Devletin sanat alanını terk etmesi, popüler kültürün kayıtsız şartsız egemenliğine yol açar. Sanatsal üretim, piyasa koşullarına mahkum bırakılmamalıdır. Piyasa ekonomisinin hakim olduğu Avrupa ülkelerinde, ABD’nin dayatmasıyla ticari kotalar ortadan kaldırılırken, ‘kültürel istisna’ kavramı benimsenerek, ulusal kültürün uluslararası sermaye kuruluşları-tekeller karşısında yenik düşmesinin önüne geçilmiştir. Özgün sanat üretiminin can simididir devletlerin sanata verdiği destek.

Yeniden yapılanma

Devlet Tiyatroları, Devlet Opera ve Balesi, Cumhurbaşkanlığı Senfoni Orkestrası gibi Cumhuriyet kurumlarını özenle korumak, ama çağın yönetim anlayışına uygun biçimde ‘özerk’ yapılara dönüştürmek gerekir. Gişe endişesi gütmeksizin, özel sektörün altından kalkamayacağı kadrolar ve bütçeler gerektiren klasikleri, dünya tiyatrosunun ve ülkemizin çağdaş yazarlarının eserlerini sergilemek, tiyatro sanatını yurt çapında yaygınlaştırmak Devlet Tiyatroları’na düşen başlıca görevler. DT’nın özerkliği, tiyatroyu siyasetin boyunduruğundan kurtarmak adına atılması gereken bir adım. Muhsin Ertuğrul’un hayali olan Bölge Tiyatrolarının kurulması, bu birimlerde ‘yerinden yönetim’ ilkesinin hayata geçirilmesi, idari sistemimizin yeniden yapılanması sürecinde dikkate alınması gereken bir husus olmalı. Şehir Tiyatroları için de geçerli olması gereken bu yeni yapılanma modelinin Türkiye’yi özgürleştirme niyetiyle yola çıkacak bir siyasal iktidara yakışacağını düşünüyorum. Ama öncelikle, özgür sanat talebi ile yola çıkan sanatçıların da örgütlü mücadelenin gücüne inanmaları, yan yana durmayı başarmaları gerekiyor. gerekiyor.

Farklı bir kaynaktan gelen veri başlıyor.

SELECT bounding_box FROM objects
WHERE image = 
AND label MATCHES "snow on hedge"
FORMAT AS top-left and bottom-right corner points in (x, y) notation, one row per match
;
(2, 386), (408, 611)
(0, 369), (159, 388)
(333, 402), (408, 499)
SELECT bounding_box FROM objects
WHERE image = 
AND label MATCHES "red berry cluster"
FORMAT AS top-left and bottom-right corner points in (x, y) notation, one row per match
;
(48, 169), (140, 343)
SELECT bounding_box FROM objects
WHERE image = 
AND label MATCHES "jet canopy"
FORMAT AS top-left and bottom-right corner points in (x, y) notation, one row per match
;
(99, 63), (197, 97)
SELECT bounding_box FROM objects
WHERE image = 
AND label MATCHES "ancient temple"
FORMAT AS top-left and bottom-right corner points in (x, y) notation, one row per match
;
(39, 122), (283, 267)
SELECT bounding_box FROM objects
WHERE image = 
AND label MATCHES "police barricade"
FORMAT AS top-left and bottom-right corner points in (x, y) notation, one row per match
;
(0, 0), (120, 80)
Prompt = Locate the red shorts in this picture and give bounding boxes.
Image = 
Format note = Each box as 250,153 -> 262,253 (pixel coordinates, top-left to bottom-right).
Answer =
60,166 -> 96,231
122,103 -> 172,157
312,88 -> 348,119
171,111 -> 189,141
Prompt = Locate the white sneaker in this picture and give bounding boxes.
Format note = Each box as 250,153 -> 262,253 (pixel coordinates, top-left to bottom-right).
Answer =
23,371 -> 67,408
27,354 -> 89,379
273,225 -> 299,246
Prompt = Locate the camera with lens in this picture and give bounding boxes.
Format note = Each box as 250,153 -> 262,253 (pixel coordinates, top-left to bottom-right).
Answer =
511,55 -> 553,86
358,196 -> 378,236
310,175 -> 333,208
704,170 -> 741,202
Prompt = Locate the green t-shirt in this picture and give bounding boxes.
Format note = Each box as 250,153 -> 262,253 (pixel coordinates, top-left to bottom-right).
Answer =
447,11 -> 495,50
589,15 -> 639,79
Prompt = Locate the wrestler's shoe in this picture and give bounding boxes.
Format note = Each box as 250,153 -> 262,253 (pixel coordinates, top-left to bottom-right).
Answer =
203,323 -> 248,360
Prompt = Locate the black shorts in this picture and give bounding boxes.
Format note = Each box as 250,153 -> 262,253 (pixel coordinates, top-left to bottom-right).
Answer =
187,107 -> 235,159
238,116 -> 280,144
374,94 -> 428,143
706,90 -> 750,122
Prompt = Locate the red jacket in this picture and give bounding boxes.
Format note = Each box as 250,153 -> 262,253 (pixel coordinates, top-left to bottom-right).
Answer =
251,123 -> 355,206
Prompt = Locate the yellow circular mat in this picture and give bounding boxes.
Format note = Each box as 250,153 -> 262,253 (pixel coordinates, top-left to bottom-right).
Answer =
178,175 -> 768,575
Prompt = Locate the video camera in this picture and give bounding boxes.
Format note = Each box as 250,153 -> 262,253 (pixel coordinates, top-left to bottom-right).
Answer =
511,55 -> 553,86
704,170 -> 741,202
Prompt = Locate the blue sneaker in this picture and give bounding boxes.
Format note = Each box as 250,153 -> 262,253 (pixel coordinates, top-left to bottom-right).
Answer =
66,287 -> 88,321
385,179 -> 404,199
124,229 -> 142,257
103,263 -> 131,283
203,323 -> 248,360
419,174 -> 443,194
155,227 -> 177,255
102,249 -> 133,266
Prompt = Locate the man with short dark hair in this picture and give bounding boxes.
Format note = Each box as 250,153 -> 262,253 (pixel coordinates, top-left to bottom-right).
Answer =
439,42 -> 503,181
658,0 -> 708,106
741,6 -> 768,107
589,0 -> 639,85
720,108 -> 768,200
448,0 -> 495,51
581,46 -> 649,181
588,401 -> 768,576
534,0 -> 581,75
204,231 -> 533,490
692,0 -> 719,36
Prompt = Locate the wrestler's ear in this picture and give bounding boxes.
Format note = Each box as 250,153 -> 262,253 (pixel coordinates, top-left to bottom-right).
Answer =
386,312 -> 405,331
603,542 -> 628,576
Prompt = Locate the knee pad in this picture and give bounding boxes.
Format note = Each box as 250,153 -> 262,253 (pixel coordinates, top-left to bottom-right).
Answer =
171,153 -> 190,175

Devletin sanata vermesi gereken destek çeşitli başlıklar altında toplanabilir: sanatsal üretimin gelir vergisinden muaf tutulması, bağımsız sanat kuruluşlarının mekan kirası, elektrik, su v.b. giderlerinin karşılanması, yayıncıların kağıt v.b. giderlerinin KDV’den muaf olması, sanatçıların uluslararası yarışma, festival, sempozyum gibi etkinliklere katılımının desteklenmesi, kamu mekanlarının bağımsız kuruluşlara açılması ilk akla gelenler. Kültür Bakanlığı’nın temel görevi, bu ve benzeri konularda yasal düzenlemeleri -sanat alanlarının meslek birlikleri ile birlikte- hazırlamak, kamu sanat kurumlarının giderlerini karşılamak, kültürel mirası ve geleneksel sanatları korumak ve yaşatmak olmalı; bağımsız sanat üretimlerini destekleme işlevini özerk yapılara devretmelidir.

Yerel inisiyatif

Sinema Genel Müdürlüğü’nün Türkiye Sinema Merkezi’ne dönüştürülmesi, diğer sanat alanlarında var olan (ya da görsel sanatlar, tasarım, müzik gibi bugüne kadar devlet desteğinden mahrum kalan alanlarda yaratılması gereken) kamu desteğinin özerk yapıda bir ‘Sanat Kurumu’ (ya da Konseyi) eliyle hayata geçirilmesi en makul çözüm olabilir. Siyasi otoriteden bağımsızlığı sağlamak için Cumhurbaşkanlığı’na bağlanmasının doğru olacağını düşündüğümüz ‘Sanat Kurumu’nun yönetiminde sanatçıların söz sahibi olması (Sayın Kılıçdaroğlu’nun, çiftçilerin sorunlarına çiftçiler, gençlerin sorunlarına gençler kendileri çözüm getirecek sözünden ilhamla bu öneriyi getiriyorum), kendi bölgelerinde karar verici bir pozisyona sahip bölgesel/yerel Sanat Konseylerinin kurumun üst yönetimine katılmaları bir hayal gibi görünse de gerçekçi bir çözüm olduğunu düşünüyorum. Gerek bu konuda, gerekse sanat kurumlarının yeniden yapılandırılması konusunda kırk yıldır sayısız panel, sempozyum, çalıştay gerçekleştirildi, pek çok yayın yapıldı. Amerika’nın yeniden keşfine kalkışmak yerine, bu çalışmalar baz alınarak, bir çerçeve yasa (Sanat Kurumları Yasası) taslağı hazırlanması, sanat kurumlarının ve örgütlerinin görüşüne sunulması zaman kaybını önler.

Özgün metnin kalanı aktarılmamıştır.